Premier scénario, le plus aligné sur les paris actuels : le comité relève de 25 points de base. Le communiqué insiste sur une inflation encore trop haute et sur la nécessité de protéger la cible de 2 %. Les marchés actions et le Bitcoin digèrent, le dollar se tend, le deux ans consolide ses gains. Ce n’est pas forcément un drame si la hausse est déjà dans les prix.

Deuxième scénario : pause en septembre, mais ton plus ferme. Les taux restent à 3,50 % – 3,75 %, avec une phrase qui ouvre explicitement octobre ou décembre. Les probabilités de 2026 resteraient élevées. Le soulagement durerait le temps d’une séance, puis le marché se mettrait à disséquer chaque mot du communiqué.

Troisième scénario, moins probable au vu des 72 % : les données calment vraiment le jeu. L’emploi fléchit sans casser, le CPI ralentit, le pétrole reflue. Barr retrouve « une certaine confiance ». Le comité attend. Les paris sur 2026 reculent, sans forcément s’effondrer, parce que l’inflation PCE à 3,7 % n’aura pas disparu par magie.

Ces trois chemins ont un point commun. Personne, dans le comité, ne parle plus d’une baisse proche. Le centre de gravité s’est déplacé vers le haut. C’est cela, plus que le quart de point lui-même, qui compte pour le crédit, pour le dollar et pour les actifs risqués.
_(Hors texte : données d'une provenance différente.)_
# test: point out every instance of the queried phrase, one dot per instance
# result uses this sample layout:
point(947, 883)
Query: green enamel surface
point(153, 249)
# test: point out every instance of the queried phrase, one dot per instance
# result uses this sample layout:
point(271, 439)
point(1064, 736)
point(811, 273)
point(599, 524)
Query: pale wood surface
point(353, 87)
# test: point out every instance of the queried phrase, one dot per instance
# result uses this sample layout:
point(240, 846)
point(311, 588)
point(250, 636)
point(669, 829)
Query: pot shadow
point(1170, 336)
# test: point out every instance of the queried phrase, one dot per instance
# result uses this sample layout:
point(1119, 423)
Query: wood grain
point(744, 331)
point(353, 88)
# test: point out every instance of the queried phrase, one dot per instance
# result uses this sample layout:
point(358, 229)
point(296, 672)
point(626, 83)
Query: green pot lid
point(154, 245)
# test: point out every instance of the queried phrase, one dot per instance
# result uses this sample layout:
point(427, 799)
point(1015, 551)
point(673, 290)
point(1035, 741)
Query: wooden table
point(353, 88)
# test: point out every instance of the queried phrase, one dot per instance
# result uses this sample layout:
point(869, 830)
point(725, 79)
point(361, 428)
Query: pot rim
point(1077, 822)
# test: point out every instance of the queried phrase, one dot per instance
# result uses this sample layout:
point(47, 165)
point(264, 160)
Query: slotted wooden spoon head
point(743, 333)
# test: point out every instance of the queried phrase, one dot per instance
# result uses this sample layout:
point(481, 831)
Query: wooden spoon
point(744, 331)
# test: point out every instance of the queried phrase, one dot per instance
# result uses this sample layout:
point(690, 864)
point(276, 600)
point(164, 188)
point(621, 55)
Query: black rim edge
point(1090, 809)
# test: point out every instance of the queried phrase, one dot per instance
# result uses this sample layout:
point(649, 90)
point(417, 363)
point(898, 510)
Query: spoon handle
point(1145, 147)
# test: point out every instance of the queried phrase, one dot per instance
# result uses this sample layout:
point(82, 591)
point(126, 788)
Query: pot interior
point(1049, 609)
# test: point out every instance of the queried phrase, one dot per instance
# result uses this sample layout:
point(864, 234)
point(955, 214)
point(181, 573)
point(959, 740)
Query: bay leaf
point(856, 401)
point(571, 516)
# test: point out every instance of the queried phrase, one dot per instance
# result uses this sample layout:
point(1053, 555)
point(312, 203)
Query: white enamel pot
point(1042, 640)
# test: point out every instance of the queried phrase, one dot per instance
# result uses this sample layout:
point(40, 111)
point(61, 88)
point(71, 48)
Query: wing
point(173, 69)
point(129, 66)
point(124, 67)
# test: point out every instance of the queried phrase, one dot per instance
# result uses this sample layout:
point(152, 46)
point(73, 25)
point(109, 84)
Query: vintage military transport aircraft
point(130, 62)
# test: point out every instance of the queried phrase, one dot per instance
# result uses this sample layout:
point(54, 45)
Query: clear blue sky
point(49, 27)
Une Leçon Plus Large Sur La Cible De 2 %

Warsh a voulu refermer une porte : celle d’une cible que l’on traiterait comme flexible dès que la politique devient inconfortable. En parlant d’objectif ferme et fixe, il rappelle que la crédibilité d’une banque centrale se joue moins sur un mois de CPI que sur la constance du cap. Barr, en menaçant d’une action décisive, applique la même logique à sa façon.

On peut discuter du bien-fondé des 2 %. On peut même soutenir que le monde de 2026 — droits de douane, reconstruction énergétique, boom de l’IA — rend cet objectif plus coûteux. Ce n’est pas le débat que les gouverneurs ouvrent en public. Leur mandat, tel qu’ils le formulent aujourd’hui, reste de ramener les prix vers cette ligne. Tant qu’ils s’y tiennent, les marchés devront vivre avec un risque de resserrement plus élevé qu’au début de l’été.

Le public, lui, retient autre chose. Cinq années au-dessus de la cible, cela veut dire un panier plus cher, des loyers qui ont déjà beaucoup monté, des services qui ne reviennent pas en arrière. La politique monétaire n’efface pas ces niveaux. Elle tente seulement d’empêcher qu’ils continuent de courir. C’est moins spectaculaire qu’un discours de marché. C’est pourtant le cœur du sujet.

Ce Que L’On Peut Déjà Conclure, Sans Prédire Le Vote

Michael Barr n’a pas annoncé une hausse. Il a annoncé une exigence. Les données de septembre devront montrer que l’inflation reprend le chemin des 2 %. À défaut, la Fed devra, selon lui, remonter les taux avec décision. Les marchés ont traduit cela dans leur langage : 72 % pour au moins un geste en 2026, 57 % pour un quart de point dès la mi-septembre.

Entre les deux dates, tout peut encore bouger. Un rapport d’emploi, un CPI, un baril qui recule ou qui s’emballe. Mais le climat a changé. Le camp de l’attente n’a plus le monopole de la prudence. Attendre trop longtemps, désormais, peut aussi passer pour une prise de risque. C’est le renversement de 2026.

Pour l’épargne classique, cela veut dire des rendements courts potentiellement plus généreux, et un crédit plus cher. Pour le Bitcoin et le reste des cryptoactifs, cela veut dire une liquidité plus capricieuse, même si les ETF continuent d’absorber une partie de la demande. Pour l’économie réelle, cela veut dire une Fed moins patienté face à une inflation qui refuse de finir sa descente.

Le 15 septembre, le comité tranchera entre la preuve et le doute. Jusque-là, chaque statistique sera lue comme un avant-goût du vote. Et c’est bien ce suspens-là, plus que le chiffre de 72 % lui-même, qui retient désormais les investisseurs au bord de leurs écrans.